Deeper: /explainers/training
S
Skill
A packaged set of instructions and reference material a model loads for a specific task — reusable expertise for the tools you use.
System prompt
Standing instructions the model receives before your message: role, rules, tone. In products, mostly invisible to you.
T
Temperature
A randomness dial on some models: low for consistency, higher for variety. Many current models manage this themselves.
Token
The unit models actually read — a short chunk of characters, roughly three-quarters of a word in English. Context windows and prices are measured in them.
Deeper: /explainers/transformers
Training data
The text a model learned from. Sets what it knows, when its knowledge stops, and what biases it inherits.
Deeper: /explainers/training
Transformer
The architecture behind modern AI models: attention plus feed-forward layers, stacked.

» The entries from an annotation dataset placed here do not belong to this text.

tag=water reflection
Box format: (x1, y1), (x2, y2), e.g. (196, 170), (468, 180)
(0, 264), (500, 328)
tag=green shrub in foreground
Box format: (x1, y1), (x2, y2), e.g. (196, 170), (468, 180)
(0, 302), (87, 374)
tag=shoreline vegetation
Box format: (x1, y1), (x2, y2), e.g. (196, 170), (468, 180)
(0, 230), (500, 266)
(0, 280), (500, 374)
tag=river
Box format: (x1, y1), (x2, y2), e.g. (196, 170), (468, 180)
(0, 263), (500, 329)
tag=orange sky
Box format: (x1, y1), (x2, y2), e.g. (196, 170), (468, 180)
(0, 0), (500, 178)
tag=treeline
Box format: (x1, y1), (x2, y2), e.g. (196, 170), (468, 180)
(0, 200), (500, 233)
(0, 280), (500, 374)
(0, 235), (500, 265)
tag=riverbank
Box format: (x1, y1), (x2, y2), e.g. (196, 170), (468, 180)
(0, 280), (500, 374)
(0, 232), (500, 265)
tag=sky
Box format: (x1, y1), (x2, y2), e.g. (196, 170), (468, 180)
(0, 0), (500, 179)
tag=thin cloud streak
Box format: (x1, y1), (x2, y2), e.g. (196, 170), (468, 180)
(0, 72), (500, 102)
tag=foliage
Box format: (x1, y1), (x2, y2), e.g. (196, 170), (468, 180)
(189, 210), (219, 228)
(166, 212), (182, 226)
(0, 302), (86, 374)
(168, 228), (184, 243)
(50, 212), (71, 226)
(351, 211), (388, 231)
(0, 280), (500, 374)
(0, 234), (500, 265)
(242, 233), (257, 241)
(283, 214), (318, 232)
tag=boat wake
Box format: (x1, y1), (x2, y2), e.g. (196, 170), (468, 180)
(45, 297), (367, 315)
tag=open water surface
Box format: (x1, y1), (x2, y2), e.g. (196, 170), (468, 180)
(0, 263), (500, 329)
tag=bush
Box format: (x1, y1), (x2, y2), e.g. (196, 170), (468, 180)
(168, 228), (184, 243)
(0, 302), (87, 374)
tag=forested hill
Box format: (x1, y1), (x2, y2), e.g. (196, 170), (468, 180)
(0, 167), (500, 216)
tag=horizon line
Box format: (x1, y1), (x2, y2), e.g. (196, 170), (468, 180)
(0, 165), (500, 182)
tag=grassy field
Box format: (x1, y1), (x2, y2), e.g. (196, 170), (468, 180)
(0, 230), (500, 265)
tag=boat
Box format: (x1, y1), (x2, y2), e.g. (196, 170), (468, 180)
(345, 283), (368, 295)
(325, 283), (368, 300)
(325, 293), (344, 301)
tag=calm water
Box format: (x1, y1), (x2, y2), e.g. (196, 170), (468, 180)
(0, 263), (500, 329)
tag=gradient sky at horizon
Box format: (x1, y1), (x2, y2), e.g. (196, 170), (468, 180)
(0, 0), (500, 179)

Deeper: /explainers/transformers
V
Vibe coding
Building small software tools by describing what you want and letting the model write the code. Powerful for utilities; risky for anything that matters without review.
Z
Zero data retention
A contractual term: the provider keeps your inputs and outputs for zero days. What to demand for client material.
Deeper: /explainers/confidentiality
Zero-shot
Asking a model to do a task with no examples — relying on instructions alone. Contrast with showing it worked examples, which usually performs better.